How Do Annuities Work? The Complete Guide

Everyone wants the security of a sizable retirement fund. Saving money for retirement may seem straightforward, but with so many investment types, how can you know what to choose?

Creating a diversified portfolio can help protect your money, but choosing the right investment tools to balance your money can be tricky. If you’re still reviewing your options, you may be wondering “How do annuities work?”

Investing in an annuity helps you manage your retirement fund payout. However, you may still have questions about annuities. Read on to learn everything you need to know before investing in an annuity. 

How Do Annuities Work?

An annuity is a type of investment that offers guaranteed income paid out yearly during your retirement. Annuities are issued by insurance companies and protect you from outliving your income. These investments provide security by paying out a fixed amount of money each year based on your life expectancy. 

Annuities can also be used to pay for specific financial goals, like long-term care or estate planning. When you pay your insurance policy, the insurance company that holds your annuity promises to pay out a yearly amount for living expenses during your retirement. This low-risk, tax-deferred investment can offer you peace of mind as you age, knowing that you’ll have a regular, expected yearly budget.

If you buy an annuity with a one-time premium, it can serve similarly to a high-yield savings account until it pays out. You can also pay monthly or yearly to reach the desired investment amount. 

Types of Annuities

Most annuities offer a rate of return on your principal amount. If you choose a variable rate annuity, for example, your interest rate will change over the life of the annuity. If you choose a fixed annuity, you will agree to a return rate percentage when you start your policy. 

There are also index-linked annuities, which are connected to stock market performance. These annuities may offer higher growth potential while also protecting your annuity from market dips. 

In addition to the rate of return, you also have options on how long your annuity pays out. Certain annuities pay out for a fixed number of years, while lifetime annuities are meant to provide guaranteed lifetime income regardless of how long you live. The type of payout schedule and when you choose to start receiving payments can impact the yearly amount you will receive.

In some cases, if you need cash and do not want to continue paying commissions on your annuity, you may be able to cash in your annuity early.

Annuity vs Structured Settlement

Many people get confused about the difference between annuities and structured settlements.

Like a structured settlement, annuities pay out a lump sum over regular intervals. Additionally, there are ways to receive an early payout from both an annuity and a structured settlement. Unlike an annuity, however, structured settlements are regular payouts of a lump sum acquired from a court settlement or lawsuit. 
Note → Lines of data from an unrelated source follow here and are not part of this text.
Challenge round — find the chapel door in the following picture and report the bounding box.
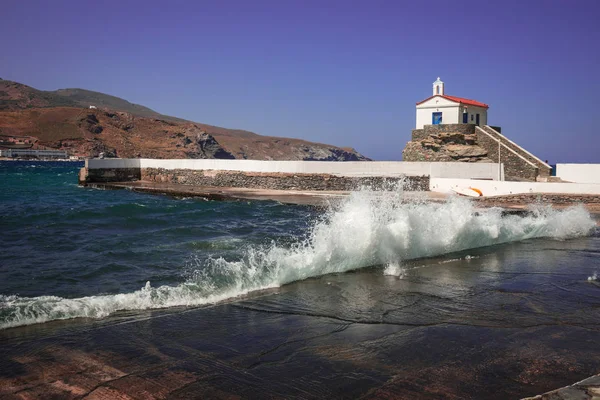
[432,112,442,125]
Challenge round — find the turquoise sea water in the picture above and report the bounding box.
[0,161,316,325]
[3,161,600,399]
[0,161,597,330]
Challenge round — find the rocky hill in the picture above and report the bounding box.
[0,79,369,161]
[403,131,493,163]
[0,80,187,122]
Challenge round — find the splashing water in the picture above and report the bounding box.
[589,272,598,282]
[0,187,596,329]
[383,262,405,277]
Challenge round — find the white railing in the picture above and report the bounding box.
[483,126,551,169]
[476,126,538,171]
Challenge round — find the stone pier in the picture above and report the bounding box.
[79,158,504,194]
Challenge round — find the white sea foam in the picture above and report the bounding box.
[1,187,596,329]
[589,272,598,282]
[383,262,405,277]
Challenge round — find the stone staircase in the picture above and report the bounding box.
[480,126,551,179]
[403,124,552,182]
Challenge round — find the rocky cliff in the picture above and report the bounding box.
[0,80,369,161]
[403,127,493,163]
[403,123,550,181]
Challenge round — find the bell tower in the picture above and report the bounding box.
[433,77,444,96]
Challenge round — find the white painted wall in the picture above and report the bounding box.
[556,164,600,184]
[416,96,488,129]
[416,106,460,129]
[416,96,460,129]
[87,159,504,180]
[431,178,600,196]
[86,158,141,169]
[463,105,488,126]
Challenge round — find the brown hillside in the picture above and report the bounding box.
[0,107,369,160]
[0,79,369,161]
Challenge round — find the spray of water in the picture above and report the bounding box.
[383,262,404,277]
[0,187,596,329]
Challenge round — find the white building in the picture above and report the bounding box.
[415,78,488,129]
[0,149,68,158]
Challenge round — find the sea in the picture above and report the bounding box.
[1,160,600,398]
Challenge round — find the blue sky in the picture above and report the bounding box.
[2,0,599,161]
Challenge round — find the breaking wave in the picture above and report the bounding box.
[1,188,596,329]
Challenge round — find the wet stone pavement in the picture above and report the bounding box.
[1,235,600,399]
[523,375,600,399]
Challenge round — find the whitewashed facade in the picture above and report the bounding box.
[415,78,488,129]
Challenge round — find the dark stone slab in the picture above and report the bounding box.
[1,237,600,399]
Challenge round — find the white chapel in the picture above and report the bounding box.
[415,78,488,129]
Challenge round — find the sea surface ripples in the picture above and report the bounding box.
[0,161,597,329]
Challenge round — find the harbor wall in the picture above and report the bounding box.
[85,159,503,179]
[430,178,600,196]
[81,159,600,198]
[556,164,600,184]
[83,159,505,192]
[140,168,429,192]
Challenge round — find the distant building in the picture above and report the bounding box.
[415,77,488,129]
[89,105,97,109]
[0,149,68,159]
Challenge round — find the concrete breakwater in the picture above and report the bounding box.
[83,166,428,192]
[79,159,600,210]
[80,159,504,193]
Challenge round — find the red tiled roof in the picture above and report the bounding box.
[416,95,489,109]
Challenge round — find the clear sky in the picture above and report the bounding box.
[1,0,599,162]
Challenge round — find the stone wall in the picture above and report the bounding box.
[403,123,549,182]
[411,124,478,143]
[423,124,476,135]
[403,124,492,164]
[87,158,502,180]
[474,129,538,181]
[475,193,600,206]
[480,126,550,179]
[140,168,430,191]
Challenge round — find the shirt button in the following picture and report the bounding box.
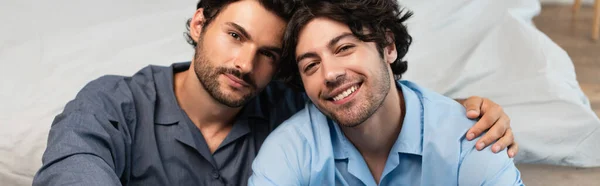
[212,170,221,179]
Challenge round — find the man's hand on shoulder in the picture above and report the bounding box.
[456,96,519,158]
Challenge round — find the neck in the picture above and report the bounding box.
[342,81,405,158]
[174,68,242,130]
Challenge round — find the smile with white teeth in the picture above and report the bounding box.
[332,85,359,101]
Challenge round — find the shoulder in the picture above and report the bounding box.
[68,75,132,113]
[405,80,478,155]
[261,103,328,149]
[63,65,161,121]
[401,81,523,185]
[402,80,466,115]
[252,103,332,184]
[457,137,523,185]
[401,80,475,134]
[256,103,332,163]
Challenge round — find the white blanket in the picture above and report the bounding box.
[399,0,600,167]
[0,0,598,185]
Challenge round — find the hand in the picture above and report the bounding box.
[458,96,519,158]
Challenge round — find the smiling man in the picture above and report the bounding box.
[34,0,517,185]
[249,0,524,185]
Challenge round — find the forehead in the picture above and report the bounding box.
[296,18,352,53]
[213,0,287,44]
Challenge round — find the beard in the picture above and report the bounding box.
[192,37,258,108]
[318,59,391,128]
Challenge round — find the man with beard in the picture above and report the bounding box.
[249,0,523,185]
[34,0,518,185]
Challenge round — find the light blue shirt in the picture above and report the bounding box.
[249,80,524,186]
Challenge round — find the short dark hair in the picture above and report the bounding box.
[278,0,413,91]
[184,0,299,48]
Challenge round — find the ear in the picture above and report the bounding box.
[190,9,206,43]
[383,31,398,64]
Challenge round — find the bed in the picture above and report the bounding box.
[1,0,598,185]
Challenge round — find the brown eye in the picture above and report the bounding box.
[304,62,318,73]
[336,45,354,54]
[260,50,276,60]
[229,32,241,41]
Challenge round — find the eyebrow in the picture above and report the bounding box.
[225,22,252,41]
[295,33,355,63]
[295,52,319,63]
[226,22,283,56]
[327,33,354,49]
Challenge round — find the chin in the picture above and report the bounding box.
[334,116,366,128]
[321,108,365,128]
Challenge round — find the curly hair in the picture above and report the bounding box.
[184,0,299,48]
[278,0,413,91]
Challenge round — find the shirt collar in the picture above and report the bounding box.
[154,62,192,125]
[330,119,350,160]
[330,80,424,160]
[391,80,424,156]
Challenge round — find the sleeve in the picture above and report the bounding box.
[248,127,310,186]
[458,144,524,186]
[33,77,132,186]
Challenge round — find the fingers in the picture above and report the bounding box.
[507,141,519,158]
[462,96,483,119]
[490,128,515,154]
[462,96,516,157]
[466,102,503,141]
[475,113,509,151]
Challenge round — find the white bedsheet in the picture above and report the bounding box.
[0,0,598,185]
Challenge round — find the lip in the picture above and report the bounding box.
[223,73,250,88]
[324,82,361,99]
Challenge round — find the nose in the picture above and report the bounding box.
[234,45,257,74]
[322,57,346,84]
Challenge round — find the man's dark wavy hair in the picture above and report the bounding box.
[278,0,413,91]
[184,0,299,48]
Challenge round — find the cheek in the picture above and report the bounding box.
[344,49,380,74]
[301,75,321,100]
[346,50,368,66]
[204,34,238,62]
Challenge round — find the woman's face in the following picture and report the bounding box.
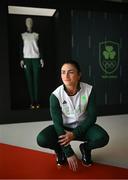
[61,63,81,87]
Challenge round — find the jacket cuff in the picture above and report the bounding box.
[62,144,74,157]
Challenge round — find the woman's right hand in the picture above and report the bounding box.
[67,154,78,171]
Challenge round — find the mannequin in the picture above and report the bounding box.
[20,17,44,109]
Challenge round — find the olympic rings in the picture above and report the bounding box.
[102,60,117,69]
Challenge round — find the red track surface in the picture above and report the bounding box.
[0,143,128,179]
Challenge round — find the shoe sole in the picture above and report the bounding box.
[57,163,63,166]
[81,161,92,167]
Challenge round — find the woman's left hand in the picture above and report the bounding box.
[58,131,75,146]
[67,154,78,171]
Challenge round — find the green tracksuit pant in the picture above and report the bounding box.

Immediate annuities are designed similarly to structured settlements. An immediate annuity can help you manage a lump sum of money by providing smaller yearly payouts as the rest of your investment grows.

Is an Annuity Right For You?

Figuring out your retirement plan can be tough, but knowing the answer to “How do annuities work?” can help you feel more secure. Talk to your financial advisor to see what retirement options are best for you.